映画「ニュルンベルク裁判~人民の裁き」
1946年ソ連
監督:ロマン・カルメン
もはや「冷戦」というものは既に実感として理解されていないような気がする。…と書き始めたものの、自分だってものごころついた頃はデタントの時代で、リアルタイムで「冷戦」を体験なんかしちゃいなかった(爆)。
それでも、冷戦の強烈な記憶から、デタントとはいってもそれは表面的なことで、裏では…と理解されていたのだろう。
その雰囲気を伝えるのがこの記録映画。チャーチルの「鉄のカーテン」発言と同じ年に公開されている。その意味での歴史の証人であり、「ニュルンベルク裁判」のドキュメンタリーとして見るのはちと辛い。もちろん、貴重な映像なのではあるが。

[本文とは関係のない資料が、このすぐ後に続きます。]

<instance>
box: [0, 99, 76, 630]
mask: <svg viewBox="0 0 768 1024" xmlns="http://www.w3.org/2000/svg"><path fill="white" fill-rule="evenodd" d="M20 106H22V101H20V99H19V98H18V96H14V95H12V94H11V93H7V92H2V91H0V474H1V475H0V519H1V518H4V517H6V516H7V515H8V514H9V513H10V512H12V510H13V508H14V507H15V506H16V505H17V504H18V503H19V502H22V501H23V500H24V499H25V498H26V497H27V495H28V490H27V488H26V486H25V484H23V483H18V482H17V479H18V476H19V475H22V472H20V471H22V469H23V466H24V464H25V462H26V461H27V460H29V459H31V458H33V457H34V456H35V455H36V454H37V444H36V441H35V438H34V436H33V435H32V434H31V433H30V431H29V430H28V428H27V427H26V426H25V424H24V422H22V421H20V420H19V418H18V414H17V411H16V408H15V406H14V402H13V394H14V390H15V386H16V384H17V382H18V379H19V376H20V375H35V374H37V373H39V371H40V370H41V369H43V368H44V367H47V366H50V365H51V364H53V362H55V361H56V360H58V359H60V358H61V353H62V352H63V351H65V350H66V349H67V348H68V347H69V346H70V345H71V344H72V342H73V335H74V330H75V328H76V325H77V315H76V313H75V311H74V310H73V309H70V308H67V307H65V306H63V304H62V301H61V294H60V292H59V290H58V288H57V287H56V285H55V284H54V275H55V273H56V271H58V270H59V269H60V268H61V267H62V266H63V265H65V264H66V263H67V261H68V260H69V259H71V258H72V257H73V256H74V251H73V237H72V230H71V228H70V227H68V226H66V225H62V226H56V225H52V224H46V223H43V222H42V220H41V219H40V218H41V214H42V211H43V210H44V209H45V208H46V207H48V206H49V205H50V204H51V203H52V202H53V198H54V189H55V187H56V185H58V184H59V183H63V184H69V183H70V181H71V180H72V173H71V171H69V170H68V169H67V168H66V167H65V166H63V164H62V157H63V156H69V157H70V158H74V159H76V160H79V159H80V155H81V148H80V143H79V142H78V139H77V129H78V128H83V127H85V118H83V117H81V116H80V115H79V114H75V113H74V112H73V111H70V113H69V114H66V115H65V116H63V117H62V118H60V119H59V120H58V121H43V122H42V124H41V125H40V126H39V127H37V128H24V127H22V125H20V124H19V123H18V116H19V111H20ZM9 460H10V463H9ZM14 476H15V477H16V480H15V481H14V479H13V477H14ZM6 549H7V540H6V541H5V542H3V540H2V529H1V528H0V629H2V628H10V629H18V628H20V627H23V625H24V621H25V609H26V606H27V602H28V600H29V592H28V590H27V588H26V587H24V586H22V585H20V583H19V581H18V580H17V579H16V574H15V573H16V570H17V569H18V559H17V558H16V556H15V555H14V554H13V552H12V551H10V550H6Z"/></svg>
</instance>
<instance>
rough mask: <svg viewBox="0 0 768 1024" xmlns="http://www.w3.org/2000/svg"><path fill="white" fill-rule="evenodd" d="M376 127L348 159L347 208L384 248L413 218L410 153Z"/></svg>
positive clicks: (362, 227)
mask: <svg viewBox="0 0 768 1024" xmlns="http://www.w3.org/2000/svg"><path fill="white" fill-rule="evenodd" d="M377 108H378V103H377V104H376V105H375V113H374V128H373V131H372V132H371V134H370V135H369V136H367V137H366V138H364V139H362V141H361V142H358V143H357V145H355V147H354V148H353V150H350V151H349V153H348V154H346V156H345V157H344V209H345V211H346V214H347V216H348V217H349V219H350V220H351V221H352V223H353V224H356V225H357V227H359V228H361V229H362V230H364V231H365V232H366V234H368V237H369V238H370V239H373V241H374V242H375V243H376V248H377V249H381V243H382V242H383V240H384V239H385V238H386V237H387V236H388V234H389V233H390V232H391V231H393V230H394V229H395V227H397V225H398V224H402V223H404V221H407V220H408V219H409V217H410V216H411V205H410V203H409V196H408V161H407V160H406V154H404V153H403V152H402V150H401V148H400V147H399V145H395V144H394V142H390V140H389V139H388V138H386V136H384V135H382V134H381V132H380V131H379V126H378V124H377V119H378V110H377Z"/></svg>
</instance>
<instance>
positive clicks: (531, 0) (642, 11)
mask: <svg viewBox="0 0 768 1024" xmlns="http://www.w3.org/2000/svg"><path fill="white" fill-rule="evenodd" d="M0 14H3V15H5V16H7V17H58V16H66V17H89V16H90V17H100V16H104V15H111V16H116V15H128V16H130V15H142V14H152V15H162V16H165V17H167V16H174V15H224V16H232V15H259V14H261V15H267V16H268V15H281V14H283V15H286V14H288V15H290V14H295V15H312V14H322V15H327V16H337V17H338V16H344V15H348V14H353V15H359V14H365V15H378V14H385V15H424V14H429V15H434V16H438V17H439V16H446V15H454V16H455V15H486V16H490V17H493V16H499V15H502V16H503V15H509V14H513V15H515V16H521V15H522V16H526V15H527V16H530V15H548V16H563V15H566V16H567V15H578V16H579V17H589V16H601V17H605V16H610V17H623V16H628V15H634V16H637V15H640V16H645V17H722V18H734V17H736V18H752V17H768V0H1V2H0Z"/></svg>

そういう時代背景があるので仕方ないとはいうものの、相手を口汚く罵るのって本当に見苦しいものだ。のちのち全部自分に跳ね返ってくるっていうのをはからずも描き出している。なんか、今後ネット上で「炎上」を見るたびに思い出しそうな映画だなぁ。自分がそんな風にならないように気をつけねば。
ロシア語は、世界の中でも罵り言葉の豊富な言葉だとか聞いたことがあるが、なるほどなー、と。でも、ここに出てくる豊潤な罵詈雑言の数々、覚えたところで使いどころがないよ(笑)。そういういうたらあかん系の言葉ほど覚えようとしないでも覚えてしまうから、困ってしまう(笑)。
なお、副題の「人民の裁き(人民裁判)」が原題。「夜よ、こんにちは」でモロに死刑判決を下したのがまさに人民裁判だろう。そういうアレです。
それにしても、こういうところにむやみに「タタールのくびき」を引き合いに出すから、内容をよく検討しないでイメージだけが悪くなるんだろうなぁ(笑)。